Voici un roman pourvu de toutes les qualités qu'on souhaite retrouver au sein d'une oeuvre de SFFF voire d'une oeuvre littéraire tout court. Aussi bien sur la forme que sur le fond. Il est truffé d'hommages appuyés à un nombre impressionnant d'oeuvres du XIXème siècle. Et en tout premier lieu à
Trois hommes dans un bateau de
Jerome K. Jerome dont la seconde partie du titre n'est autre que
Sans parler du chien (Le titre complet étant, pour ceux qui ne suivent pas :
Trois hommes dans un bateau,
sans parler du chien). La balade en barque rappelle bien sûr celle qui forme l'ossature du livre de Jerome. On rencontrera même, au détour d'un méandre de la Tamise, les fameux trois hommes et leur chien, Montmorency. Jusqu'aux chapitres du récit de
Connie Willis qui reprennent ces petits résumés énigmatiques et savoureux en guise d'en-têtes qu'avait utilisé l'auteur britannique. Autre point commun avec le roman "initiateur" : l'humour. de l'humour léger, malicieux, pétillant, érudit, ironique. L'auteure donne aussi dans l'auto-dérision. Elle n'hésite jamais à tomber (pour rire) dans les travers qu'elle vient juste de dénoncer chez d'autres écrivains.

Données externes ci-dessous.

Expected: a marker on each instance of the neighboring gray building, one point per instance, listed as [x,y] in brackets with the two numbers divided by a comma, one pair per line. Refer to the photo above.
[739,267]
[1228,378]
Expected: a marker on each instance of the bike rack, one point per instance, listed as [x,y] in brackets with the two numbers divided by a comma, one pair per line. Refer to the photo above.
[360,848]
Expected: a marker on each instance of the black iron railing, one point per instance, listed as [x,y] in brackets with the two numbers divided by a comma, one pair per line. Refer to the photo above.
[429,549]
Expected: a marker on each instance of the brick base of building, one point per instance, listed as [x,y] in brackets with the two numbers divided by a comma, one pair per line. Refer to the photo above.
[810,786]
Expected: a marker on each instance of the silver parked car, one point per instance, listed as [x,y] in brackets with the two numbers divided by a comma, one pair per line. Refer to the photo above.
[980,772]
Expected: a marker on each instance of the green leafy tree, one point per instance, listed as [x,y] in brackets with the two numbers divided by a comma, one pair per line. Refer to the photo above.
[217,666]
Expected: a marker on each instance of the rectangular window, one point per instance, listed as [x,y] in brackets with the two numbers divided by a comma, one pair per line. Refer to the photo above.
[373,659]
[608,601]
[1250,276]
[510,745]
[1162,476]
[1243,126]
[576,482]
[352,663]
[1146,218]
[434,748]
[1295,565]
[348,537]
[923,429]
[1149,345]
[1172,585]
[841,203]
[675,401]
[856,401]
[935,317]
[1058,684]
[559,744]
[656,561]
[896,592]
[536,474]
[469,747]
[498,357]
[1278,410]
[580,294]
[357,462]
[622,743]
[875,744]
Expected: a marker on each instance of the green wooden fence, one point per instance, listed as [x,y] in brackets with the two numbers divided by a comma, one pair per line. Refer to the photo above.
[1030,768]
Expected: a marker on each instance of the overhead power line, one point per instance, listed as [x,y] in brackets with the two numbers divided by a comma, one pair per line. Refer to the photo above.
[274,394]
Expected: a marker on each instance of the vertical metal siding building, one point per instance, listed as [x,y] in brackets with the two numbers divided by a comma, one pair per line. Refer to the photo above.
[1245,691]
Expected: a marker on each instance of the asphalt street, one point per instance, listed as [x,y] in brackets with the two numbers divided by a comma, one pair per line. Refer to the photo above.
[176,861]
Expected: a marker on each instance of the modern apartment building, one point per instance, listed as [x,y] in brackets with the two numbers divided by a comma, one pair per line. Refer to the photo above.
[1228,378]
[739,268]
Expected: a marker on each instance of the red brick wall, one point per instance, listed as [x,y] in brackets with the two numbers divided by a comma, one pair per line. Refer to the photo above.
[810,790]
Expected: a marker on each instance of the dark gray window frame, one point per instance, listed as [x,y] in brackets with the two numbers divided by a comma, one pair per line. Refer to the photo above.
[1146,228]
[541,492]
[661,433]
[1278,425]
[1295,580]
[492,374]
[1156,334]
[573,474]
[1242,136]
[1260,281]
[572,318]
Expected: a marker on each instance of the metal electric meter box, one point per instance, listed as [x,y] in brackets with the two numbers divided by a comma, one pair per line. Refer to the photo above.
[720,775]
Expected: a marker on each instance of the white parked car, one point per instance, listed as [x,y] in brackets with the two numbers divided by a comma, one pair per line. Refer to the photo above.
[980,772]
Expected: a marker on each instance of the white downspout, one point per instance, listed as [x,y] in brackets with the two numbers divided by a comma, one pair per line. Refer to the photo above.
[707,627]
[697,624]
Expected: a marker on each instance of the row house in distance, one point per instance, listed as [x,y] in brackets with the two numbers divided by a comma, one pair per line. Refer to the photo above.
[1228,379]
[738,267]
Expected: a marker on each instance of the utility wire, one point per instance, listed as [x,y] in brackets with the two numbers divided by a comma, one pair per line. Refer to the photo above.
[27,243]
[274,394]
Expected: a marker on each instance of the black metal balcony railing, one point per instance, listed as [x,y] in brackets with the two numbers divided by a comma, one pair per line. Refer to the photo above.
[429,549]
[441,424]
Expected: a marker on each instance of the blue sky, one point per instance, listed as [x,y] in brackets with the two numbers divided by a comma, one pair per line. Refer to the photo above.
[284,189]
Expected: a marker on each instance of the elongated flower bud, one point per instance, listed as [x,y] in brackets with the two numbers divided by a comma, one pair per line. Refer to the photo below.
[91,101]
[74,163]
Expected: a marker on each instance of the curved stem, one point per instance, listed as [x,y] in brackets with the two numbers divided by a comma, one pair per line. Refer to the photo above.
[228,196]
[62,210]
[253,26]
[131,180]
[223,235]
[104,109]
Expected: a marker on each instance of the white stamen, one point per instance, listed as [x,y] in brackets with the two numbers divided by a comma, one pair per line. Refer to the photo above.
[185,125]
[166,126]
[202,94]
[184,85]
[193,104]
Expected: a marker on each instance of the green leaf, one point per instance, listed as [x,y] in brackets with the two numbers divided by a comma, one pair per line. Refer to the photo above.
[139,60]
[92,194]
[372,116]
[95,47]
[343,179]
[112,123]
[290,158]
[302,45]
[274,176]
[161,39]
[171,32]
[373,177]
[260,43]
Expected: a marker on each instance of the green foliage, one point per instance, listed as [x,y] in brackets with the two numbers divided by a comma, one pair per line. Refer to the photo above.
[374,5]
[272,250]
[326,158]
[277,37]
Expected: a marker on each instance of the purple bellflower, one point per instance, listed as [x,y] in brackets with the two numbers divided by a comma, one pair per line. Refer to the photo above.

Autre qualité du livre et non des moindres : ses dialogues. Ils sont très nombreux sans être envahissants. Et surtout, ils sont bien ciselés, vivants et ils sonnent authentiques. Certaines répliques semblent tout droit sorties de dialogue de cinéma tant le découpage est juste, précis.
Le roman est également très érudit, comme j'ai déjà pu le signaler, mais sans pour autant faire paraître le lecteur stupide comme le font parfois certains auteurs. Même si certaines références nous échappent, ces lacunes ne gâchent en rien le plaisir de la lecture. Au pire, elles nous invitent à lire les auteurs cités.
Les personnages sont, c'est selon, extrêmement attachants ou prodigieusement antipathiques, mais les plus imbuvables sont la cause de situations tellement drôles qu'on leur pardonne aisément. Il y a les historiens (les voyageurs du temps) toujours comme un peu perdus au sein d'époques qui ne sont pas les leurs, sortes d'apprentis sorciers qui jouent avec des forces qui les dépassent. Et puis tous les autres. L'étudiant exalté, la jeune fille de bonne famille écervelée et futile (Henri VIII s'appelait ainsi parce qu'il avait 8 femmes), le professeur distrait, la mère autoritaire mais crédule, le père passionné et donc absent, le majordome irréprochable ... J'en passe.
Sans parler du chien. Et du chat.
Quant à l'histoire, elle est de celle qui devrait réjouir, à mon sens, les amateurs de Science-Fiction comme les autres. Les voyages dans le temps ne sont ici qu'un prétexte pour nous entrainer dans un voyage délicieux dans l'Angleterre Victorienne. J'avoue même que les passages se situant au XXIème siècle n'ont pas eu ma préférence, même s'ils restent tout à fait agréables à lire. Les explications des incongruités inhérentes aux voyages dans le temps ne sont pas toujours très claires et sont souvent incompréhensibles pour le lecteur. Reste qu'il y a par ailleurs des démonstrations extrêmement brillantes et pour le coup, tout à fait claires, notamment sur les répercussions qu'auraient pu avoir quelques détails mineurs sur l'issue de la bataille de Waterloo.
Bon, en un mot comme en cent,
Sans parler du chien est un véritable coup de coeur. Alors, si vous êtes tentés par de la SF drôle, intelligente, érudite, n'hésitez pas une seconde.